Remix.run Logo
trhway 9 hours ago

the explanation what i heard from some financial analytics is that small float with large valuation would create a dog pile/short squeeze type situation among the funds trying to reflect the SpaceX valuation vs. the whole index valuation - 1.8T vs 70T ratio would be 50B of float vs. 2T where is total of index funds is much larger than 2T, and that is even without accounting for retail investors and other, non-index funds, who will buy a part of float too thus reducing further the float available to the index funds. Such squeeze situation would lead to stock price rise leading to valuation rise, ....

>To people in the financial industry, it's fait accompli.

of course, they've engineered a new way of making even more money. The pile of passive money in ver low expenses index funds obviously have been a fat target for them.

>to reflect the market

the described above squeeze is hardly a way to reflect the market

l23k4 3 hours ago | parent [-]

>of course, they've engineered a new way of making even more money. The pile of passive money in ver low expenses index funds obviously have been a fat target for them.

Are you planning to substantiate this conspiracy theory in any way?

trhway an hour ago | parent [-]

Where do you see a conspiracy theory? I've shown the numbers, it is simple arithmetics.

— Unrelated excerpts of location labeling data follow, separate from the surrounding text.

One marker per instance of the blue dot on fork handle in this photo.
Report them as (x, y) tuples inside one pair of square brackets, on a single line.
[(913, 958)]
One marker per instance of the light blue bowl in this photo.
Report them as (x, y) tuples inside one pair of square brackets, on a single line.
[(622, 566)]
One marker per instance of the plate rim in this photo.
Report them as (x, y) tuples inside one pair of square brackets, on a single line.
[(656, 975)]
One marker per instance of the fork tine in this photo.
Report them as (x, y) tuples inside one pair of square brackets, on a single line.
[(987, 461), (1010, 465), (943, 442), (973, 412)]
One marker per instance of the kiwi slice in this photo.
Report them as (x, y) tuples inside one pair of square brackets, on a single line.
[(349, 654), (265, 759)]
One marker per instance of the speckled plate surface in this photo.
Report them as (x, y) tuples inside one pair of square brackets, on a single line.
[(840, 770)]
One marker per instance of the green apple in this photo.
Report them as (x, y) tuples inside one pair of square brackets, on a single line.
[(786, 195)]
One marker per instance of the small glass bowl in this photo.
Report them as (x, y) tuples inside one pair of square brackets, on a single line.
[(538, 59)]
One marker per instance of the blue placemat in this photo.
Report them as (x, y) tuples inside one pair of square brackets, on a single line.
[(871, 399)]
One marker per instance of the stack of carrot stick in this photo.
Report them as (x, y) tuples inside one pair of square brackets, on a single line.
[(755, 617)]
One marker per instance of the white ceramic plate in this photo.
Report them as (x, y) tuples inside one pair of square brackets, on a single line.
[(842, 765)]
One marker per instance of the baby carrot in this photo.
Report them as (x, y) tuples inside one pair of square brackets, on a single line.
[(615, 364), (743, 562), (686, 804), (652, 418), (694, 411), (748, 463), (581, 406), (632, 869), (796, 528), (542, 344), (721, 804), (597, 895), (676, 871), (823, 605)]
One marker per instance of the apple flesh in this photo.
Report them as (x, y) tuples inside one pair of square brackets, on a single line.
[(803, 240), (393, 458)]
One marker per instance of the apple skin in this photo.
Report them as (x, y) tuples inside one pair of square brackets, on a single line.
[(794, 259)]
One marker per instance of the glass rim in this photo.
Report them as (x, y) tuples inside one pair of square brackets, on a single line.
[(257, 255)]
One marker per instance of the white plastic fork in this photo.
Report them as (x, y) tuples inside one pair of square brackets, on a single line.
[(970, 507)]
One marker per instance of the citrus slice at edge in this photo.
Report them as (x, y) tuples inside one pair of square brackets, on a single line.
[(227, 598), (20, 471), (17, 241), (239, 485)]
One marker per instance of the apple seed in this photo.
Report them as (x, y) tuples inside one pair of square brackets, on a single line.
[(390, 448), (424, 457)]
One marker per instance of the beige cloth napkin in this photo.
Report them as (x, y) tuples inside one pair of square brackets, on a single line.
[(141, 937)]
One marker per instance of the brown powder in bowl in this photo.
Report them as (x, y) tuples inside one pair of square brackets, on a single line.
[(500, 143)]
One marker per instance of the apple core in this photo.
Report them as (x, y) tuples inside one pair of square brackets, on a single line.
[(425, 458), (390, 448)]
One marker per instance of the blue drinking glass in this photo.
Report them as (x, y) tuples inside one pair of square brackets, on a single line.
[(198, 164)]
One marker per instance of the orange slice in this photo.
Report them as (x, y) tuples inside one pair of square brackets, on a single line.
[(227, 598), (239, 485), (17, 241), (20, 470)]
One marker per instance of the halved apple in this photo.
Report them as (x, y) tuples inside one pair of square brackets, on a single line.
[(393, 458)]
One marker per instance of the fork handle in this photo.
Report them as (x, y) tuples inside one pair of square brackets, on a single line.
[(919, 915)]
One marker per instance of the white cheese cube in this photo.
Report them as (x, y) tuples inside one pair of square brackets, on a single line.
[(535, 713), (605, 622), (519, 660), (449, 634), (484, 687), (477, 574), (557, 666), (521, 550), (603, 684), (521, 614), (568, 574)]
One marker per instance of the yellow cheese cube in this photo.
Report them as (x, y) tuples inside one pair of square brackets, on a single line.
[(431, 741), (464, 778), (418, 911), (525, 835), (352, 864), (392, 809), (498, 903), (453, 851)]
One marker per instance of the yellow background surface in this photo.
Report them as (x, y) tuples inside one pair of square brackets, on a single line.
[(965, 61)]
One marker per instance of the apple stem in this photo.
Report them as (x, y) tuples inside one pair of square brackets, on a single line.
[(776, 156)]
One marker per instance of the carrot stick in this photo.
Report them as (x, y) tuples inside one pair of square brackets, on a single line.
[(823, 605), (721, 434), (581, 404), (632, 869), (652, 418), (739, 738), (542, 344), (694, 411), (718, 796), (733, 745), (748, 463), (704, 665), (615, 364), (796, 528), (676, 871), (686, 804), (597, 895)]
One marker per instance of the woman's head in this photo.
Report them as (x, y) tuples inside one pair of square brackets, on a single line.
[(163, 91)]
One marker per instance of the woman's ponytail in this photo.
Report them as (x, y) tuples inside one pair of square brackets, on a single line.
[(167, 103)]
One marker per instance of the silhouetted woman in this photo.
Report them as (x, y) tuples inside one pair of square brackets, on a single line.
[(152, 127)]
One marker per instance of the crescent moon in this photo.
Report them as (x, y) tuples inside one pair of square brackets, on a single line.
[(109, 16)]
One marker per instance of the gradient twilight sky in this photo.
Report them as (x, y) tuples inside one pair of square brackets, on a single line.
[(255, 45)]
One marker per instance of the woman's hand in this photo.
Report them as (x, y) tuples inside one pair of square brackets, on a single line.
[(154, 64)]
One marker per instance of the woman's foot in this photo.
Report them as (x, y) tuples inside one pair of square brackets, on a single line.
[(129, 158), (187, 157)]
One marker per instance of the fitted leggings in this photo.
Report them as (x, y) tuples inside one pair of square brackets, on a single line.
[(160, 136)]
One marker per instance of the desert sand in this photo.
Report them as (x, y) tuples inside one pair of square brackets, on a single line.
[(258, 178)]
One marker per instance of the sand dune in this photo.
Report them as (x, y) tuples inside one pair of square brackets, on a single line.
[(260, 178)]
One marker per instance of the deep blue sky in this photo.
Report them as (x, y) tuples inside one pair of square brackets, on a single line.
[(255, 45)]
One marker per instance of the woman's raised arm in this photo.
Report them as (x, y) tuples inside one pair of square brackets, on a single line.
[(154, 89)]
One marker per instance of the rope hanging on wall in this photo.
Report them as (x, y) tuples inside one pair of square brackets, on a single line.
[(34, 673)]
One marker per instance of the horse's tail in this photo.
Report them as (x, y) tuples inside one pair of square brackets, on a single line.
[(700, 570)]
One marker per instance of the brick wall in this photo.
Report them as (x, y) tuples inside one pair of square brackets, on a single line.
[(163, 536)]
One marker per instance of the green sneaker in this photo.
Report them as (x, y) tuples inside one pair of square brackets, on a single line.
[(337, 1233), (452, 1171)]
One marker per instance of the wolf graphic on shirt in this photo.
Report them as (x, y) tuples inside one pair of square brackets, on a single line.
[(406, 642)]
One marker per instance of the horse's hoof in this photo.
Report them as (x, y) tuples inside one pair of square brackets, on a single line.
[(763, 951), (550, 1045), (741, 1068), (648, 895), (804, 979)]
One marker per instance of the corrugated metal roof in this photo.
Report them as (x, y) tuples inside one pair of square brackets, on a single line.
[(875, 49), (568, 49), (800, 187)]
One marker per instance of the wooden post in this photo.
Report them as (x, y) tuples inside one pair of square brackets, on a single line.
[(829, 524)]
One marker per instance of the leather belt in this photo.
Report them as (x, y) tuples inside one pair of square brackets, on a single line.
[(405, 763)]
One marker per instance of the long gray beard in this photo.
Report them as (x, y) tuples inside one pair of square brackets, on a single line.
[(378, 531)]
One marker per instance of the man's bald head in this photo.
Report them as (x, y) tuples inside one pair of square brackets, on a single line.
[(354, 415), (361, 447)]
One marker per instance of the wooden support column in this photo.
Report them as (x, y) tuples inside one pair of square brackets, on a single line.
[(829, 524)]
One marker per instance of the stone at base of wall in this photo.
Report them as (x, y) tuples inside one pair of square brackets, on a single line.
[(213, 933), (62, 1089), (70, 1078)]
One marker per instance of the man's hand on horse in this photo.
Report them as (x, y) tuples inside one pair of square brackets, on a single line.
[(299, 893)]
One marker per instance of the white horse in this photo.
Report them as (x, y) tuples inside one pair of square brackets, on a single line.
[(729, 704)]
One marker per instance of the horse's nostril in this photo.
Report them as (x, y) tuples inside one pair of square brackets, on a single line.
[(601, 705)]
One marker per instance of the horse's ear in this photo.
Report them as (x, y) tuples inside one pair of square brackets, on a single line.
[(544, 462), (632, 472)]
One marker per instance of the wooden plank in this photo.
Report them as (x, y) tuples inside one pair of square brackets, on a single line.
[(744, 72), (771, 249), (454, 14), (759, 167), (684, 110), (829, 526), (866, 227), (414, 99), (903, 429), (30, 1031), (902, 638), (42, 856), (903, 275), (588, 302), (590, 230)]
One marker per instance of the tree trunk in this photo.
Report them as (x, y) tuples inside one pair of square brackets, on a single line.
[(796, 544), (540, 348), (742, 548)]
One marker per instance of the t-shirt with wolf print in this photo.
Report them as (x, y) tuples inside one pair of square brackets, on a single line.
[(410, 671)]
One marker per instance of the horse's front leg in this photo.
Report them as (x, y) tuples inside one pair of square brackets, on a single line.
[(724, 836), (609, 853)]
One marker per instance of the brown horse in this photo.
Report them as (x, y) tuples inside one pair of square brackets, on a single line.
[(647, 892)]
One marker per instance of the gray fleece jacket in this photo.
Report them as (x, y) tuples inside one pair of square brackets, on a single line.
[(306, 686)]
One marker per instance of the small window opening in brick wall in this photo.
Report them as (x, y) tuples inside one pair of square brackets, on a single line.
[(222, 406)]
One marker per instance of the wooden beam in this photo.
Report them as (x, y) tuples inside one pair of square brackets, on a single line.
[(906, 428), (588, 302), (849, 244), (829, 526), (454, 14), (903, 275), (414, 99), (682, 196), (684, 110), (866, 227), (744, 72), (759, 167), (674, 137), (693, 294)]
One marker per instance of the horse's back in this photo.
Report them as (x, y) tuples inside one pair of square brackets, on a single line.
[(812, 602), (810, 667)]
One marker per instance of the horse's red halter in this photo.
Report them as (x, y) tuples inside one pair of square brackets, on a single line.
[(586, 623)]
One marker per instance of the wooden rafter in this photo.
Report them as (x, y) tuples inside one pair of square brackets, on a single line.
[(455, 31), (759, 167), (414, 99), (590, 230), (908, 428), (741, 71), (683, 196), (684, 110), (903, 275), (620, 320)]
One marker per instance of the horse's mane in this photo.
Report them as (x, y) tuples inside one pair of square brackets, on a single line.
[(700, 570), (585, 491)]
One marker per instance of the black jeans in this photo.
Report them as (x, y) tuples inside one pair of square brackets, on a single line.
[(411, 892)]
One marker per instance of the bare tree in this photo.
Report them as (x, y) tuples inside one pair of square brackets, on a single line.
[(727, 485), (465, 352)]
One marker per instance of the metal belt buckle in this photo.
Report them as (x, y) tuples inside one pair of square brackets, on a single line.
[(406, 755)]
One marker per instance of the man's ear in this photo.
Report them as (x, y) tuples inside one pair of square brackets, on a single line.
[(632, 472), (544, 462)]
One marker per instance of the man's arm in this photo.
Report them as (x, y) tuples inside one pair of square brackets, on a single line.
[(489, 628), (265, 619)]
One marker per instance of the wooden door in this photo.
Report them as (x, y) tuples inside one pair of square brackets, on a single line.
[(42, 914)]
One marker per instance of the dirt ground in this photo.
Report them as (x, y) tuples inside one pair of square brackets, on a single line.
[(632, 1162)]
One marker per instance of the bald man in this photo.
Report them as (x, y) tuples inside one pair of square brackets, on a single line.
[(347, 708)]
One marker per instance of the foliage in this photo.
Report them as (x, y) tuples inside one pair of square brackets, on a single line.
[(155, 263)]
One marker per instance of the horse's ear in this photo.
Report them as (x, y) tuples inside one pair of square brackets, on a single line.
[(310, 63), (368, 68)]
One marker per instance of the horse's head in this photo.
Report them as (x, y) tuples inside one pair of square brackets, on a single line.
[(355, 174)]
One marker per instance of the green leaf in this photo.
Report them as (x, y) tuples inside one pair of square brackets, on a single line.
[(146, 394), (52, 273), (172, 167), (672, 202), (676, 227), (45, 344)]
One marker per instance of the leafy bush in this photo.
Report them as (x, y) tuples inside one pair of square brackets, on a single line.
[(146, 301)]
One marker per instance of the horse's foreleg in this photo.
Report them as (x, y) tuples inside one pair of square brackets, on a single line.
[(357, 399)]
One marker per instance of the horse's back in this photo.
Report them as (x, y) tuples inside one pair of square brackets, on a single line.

The situation is similar with mortgage CDS back then - no conspiracy theory/whatever, they just found a way to make AAA bonds out of junk. It was a simple arithmetics too. Everybody knew the arithmetics and was doing it.

Now is the same - they talked about that expected float/valuation squeeze even on NPR - this is where i heard it, i'm not that into finance markets to come up with it myself :)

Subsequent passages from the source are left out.